ENH has a 15 per cent stake in Offshore Area 1 (operated by the US company Anadarko) and a ten per cent stake in Offshore Area 4 (operated by the Italian company ENI). The latest estimate is that these two areas contain 170 trillion cubic feet of natural gas.
The operators of Areas 1 and 4 are developing plans for a Liquefied Natural Gas (LNG) plant to commercialise the gas. According to the daily newspaper “Noticias”, ENH will need to pay for its share in the LNG plant that could cost up to 20 billion dollars.
A source in ENH told “Noticias” that for Area 1 alone, ENH could need to raise at least 2.2 billion dollars – 300 million dollars to finance the prospection phase and 1.9 billion dollars to fund the LNG plant.
However, the economic model developed by the operators expects that the project will generate a total of 400 billion dollars.

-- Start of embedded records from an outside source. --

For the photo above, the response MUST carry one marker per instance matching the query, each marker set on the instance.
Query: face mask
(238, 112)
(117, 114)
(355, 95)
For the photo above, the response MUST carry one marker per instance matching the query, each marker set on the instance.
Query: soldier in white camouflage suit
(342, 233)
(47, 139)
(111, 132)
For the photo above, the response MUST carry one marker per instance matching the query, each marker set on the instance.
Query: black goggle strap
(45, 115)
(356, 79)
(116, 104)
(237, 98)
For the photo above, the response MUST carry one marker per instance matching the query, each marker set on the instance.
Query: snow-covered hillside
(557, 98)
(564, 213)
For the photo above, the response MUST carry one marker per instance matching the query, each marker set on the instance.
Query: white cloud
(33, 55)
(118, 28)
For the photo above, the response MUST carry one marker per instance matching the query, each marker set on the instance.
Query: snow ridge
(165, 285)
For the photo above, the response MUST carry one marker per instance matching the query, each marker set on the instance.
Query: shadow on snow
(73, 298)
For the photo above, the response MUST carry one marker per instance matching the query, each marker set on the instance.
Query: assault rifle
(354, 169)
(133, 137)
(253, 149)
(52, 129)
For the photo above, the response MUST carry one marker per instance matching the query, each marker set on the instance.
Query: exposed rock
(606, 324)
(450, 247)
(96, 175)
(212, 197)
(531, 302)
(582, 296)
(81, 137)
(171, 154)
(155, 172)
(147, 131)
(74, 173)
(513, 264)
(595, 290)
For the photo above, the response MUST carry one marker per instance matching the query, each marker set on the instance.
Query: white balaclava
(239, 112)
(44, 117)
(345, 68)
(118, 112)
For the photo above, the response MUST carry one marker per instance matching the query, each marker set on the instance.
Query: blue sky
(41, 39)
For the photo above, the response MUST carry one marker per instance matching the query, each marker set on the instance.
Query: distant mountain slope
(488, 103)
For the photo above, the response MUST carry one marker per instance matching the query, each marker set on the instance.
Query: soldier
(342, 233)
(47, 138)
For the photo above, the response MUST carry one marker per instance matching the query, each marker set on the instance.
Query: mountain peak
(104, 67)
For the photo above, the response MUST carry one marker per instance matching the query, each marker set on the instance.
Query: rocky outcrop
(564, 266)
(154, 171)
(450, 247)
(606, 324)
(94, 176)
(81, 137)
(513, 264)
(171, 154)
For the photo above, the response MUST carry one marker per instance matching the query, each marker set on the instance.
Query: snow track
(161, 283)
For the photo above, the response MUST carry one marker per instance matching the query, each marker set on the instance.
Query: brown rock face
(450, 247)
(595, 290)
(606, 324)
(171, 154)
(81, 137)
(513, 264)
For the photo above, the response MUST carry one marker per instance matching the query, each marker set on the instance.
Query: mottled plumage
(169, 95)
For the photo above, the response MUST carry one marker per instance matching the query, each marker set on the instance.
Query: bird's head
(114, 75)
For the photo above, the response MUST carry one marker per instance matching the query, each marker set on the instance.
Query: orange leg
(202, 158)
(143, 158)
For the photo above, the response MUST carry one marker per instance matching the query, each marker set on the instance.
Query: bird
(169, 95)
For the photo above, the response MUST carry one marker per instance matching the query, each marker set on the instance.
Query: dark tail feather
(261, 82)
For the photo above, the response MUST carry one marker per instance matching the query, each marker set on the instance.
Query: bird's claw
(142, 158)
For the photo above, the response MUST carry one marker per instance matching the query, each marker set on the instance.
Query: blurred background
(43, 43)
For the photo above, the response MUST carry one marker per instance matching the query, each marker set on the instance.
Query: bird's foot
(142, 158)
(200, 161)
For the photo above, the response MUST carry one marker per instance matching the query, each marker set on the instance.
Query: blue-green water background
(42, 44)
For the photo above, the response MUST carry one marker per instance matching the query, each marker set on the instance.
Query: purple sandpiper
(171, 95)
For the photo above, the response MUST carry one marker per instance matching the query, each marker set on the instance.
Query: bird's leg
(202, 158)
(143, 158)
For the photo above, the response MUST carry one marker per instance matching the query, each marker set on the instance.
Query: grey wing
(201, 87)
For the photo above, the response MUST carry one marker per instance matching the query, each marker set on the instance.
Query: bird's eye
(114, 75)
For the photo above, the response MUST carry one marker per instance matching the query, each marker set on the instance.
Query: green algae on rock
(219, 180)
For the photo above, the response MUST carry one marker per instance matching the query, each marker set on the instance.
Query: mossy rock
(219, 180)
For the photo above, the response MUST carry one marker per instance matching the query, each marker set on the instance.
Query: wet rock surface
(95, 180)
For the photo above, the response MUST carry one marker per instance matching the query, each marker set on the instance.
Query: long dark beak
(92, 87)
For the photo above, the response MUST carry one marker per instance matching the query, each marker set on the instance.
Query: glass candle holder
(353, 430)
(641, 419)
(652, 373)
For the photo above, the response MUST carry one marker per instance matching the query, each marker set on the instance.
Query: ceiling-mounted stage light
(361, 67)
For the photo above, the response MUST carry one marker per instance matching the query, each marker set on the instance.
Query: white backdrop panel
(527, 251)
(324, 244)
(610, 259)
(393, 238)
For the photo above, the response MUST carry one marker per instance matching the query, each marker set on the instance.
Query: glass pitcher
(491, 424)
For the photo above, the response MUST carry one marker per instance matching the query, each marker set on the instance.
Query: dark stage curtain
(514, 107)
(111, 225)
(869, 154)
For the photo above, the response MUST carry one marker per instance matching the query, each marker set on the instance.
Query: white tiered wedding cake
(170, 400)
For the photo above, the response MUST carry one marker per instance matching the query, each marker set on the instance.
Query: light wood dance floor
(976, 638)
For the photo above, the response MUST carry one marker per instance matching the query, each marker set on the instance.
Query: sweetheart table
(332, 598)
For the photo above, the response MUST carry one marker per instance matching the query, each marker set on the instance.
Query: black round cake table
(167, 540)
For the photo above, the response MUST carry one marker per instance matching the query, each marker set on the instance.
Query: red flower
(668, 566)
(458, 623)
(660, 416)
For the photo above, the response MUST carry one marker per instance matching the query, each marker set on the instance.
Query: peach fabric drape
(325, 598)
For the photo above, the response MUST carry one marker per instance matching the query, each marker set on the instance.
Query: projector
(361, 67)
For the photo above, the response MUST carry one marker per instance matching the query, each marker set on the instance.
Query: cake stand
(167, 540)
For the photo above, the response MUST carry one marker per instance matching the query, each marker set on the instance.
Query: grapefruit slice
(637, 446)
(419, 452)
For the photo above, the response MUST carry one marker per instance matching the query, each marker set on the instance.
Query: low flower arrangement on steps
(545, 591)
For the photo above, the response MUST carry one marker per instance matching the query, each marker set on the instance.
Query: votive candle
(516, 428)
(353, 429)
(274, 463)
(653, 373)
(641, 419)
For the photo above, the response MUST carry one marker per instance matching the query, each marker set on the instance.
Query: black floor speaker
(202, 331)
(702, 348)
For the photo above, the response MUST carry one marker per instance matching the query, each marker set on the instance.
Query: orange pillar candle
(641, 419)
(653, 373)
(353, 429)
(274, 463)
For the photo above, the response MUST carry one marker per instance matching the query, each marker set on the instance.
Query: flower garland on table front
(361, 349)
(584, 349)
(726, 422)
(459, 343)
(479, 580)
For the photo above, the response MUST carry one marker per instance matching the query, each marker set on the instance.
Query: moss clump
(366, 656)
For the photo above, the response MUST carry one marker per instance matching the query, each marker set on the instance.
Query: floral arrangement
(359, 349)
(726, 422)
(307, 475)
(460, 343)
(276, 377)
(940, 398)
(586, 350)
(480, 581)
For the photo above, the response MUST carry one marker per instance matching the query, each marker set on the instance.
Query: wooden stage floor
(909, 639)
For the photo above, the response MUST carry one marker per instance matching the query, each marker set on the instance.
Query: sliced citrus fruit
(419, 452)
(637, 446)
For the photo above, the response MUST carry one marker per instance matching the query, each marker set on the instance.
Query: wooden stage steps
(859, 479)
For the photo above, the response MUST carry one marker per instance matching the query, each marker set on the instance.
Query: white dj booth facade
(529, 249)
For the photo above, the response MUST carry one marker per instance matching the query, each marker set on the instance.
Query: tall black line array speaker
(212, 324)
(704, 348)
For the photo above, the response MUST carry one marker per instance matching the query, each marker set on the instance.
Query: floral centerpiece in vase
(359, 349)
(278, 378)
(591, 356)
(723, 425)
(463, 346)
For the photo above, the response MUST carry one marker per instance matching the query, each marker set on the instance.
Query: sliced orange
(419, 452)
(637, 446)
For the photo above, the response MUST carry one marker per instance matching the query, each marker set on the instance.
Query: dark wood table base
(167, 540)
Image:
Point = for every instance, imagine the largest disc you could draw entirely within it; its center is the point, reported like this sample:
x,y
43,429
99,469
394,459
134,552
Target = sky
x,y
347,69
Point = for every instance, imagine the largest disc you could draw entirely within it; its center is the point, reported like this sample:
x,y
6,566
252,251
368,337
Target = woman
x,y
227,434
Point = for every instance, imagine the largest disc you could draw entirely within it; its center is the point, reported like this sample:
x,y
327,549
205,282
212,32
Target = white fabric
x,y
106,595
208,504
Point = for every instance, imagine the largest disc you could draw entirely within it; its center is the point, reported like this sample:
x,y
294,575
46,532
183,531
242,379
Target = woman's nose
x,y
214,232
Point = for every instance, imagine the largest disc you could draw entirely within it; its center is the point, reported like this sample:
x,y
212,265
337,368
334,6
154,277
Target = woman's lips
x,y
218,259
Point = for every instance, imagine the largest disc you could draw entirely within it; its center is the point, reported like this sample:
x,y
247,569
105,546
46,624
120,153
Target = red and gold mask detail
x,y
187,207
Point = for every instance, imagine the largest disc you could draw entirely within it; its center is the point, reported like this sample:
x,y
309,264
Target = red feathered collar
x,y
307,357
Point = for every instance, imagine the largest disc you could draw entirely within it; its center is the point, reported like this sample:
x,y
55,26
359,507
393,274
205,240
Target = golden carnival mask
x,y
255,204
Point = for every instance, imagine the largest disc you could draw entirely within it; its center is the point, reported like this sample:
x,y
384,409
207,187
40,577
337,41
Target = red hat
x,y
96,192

From this, the government would receive 119 million dollars from its share of production and from royalties.
Experts believe that the Rovuma Basin has much more gas, and perhaps even oil, as these two concessions only cover a radius of about fifty kilometres.
Elsewhere in the basin, the Norwegian state owned hydrocarbon company Statoil is searching for hydrocarbons in Offshore Areas 2 and 5. ENH has a ten per cent stake in this operation.
In addition, the Malaysian oil company Petronas is prospecting in Offshore Areas 3 and 6. Again, ENH holds a ten per cent stake.